Título: Amanhã é o Dia Mundial das Drogas
Autor: Scofield Jr, Gilberto
Fonte: O Globo, 25/06/2009, Mundo, p. 31

FH lança nova iniciativa e assina apelo internacional na data

Arnaldo Bloch

Conscientização de que as políticas proibicionistas fracassaram, trazendo mais violência, corrupção e descontrole; ênfase na noção de ¿redução de danos¿, adotada na Europa e calcada em transparência, acesso sem constrangimento a sistema de saúde e distribuição de seringas; estímulo a culturas alternativas e reconhecimento de certos cultivos tradicionais; e adoção de sistemas de regulação, notadamente descriminalização do consumo: eram esses os alicerces programáticos da Comissão Latino-Americana sobre Drogas e Democracia, criada em 2008, e que agora chega a seu termo.

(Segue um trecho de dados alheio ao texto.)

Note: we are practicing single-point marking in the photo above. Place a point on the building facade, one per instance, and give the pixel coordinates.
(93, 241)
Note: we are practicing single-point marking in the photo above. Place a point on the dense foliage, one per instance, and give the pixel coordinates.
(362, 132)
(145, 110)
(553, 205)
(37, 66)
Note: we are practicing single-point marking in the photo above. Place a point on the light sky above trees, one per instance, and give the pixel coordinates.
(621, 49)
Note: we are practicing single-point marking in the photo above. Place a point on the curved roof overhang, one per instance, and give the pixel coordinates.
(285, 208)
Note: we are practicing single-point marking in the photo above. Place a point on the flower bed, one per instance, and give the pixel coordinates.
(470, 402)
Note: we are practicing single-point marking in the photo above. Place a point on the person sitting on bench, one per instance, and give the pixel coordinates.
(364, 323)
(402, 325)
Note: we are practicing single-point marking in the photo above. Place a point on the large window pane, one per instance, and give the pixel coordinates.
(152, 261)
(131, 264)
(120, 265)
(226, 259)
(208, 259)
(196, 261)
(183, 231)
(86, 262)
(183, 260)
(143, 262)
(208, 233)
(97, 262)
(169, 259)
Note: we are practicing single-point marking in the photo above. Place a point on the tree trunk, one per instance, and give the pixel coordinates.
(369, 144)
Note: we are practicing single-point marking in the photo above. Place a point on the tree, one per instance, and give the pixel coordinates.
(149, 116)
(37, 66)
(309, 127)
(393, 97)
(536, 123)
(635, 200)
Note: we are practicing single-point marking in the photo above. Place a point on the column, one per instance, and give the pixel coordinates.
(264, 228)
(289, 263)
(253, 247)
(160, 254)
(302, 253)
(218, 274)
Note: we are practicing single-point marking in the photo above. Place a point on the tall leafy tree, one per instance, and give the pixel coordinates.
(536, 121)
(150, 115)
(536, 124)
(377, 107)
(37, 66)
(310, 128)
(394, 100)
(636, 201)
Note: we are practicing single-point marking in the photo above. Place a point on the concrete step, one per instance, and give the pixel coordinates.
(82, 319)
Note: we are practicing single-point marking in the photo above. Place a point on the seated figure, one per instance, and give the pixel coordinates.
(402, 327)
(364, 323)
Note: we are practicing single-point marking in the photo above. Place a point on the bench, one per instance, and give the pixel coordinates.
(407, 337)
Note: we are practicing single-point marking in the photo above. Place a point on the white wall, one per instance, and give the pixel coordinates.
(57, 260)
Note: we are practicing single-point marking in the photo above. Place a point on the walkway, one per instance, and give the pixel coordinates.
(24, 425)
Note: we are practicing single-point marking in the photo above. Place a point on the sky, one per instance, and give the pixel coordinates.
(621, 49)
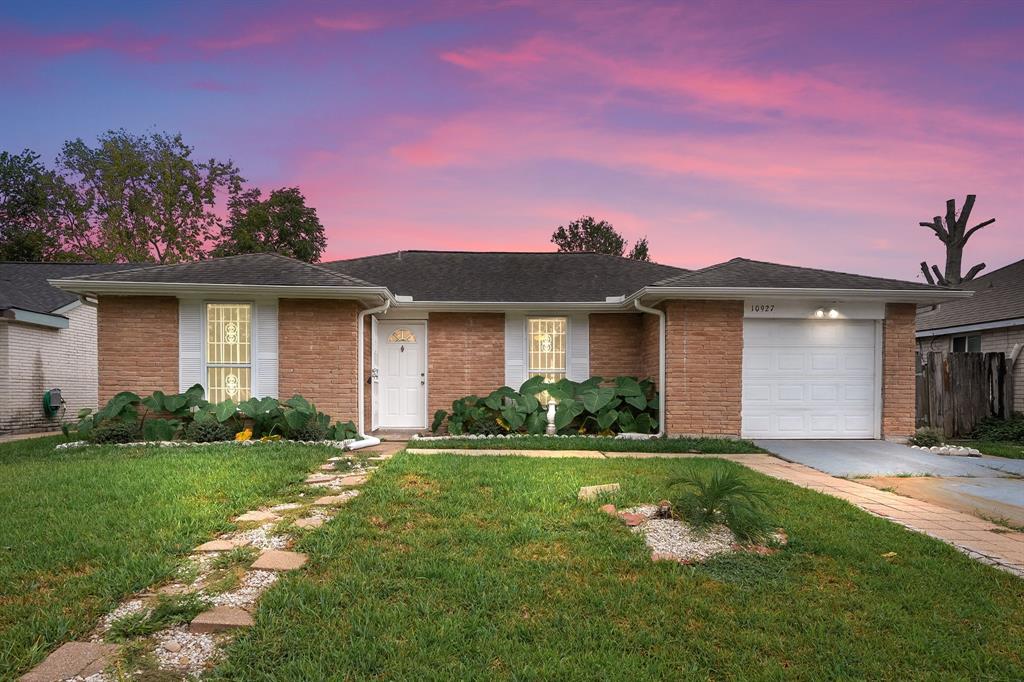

Comandada por ex-presidentes de Brasil, Colômbia e México (Fernando Henrique Cardoso, César Gaviria e Ernesto Zedillo) e composta por membros da sociedade civil e das comunicações, o grupo elaborou, numa série de reuniões, um relatório alternativo para influenciar a revisão de dez anos de política global de drogas da ONU, que aconteceu em Viena, em março passado, e cuja declaração final formou a base do relatório anunciado ontem em Washington.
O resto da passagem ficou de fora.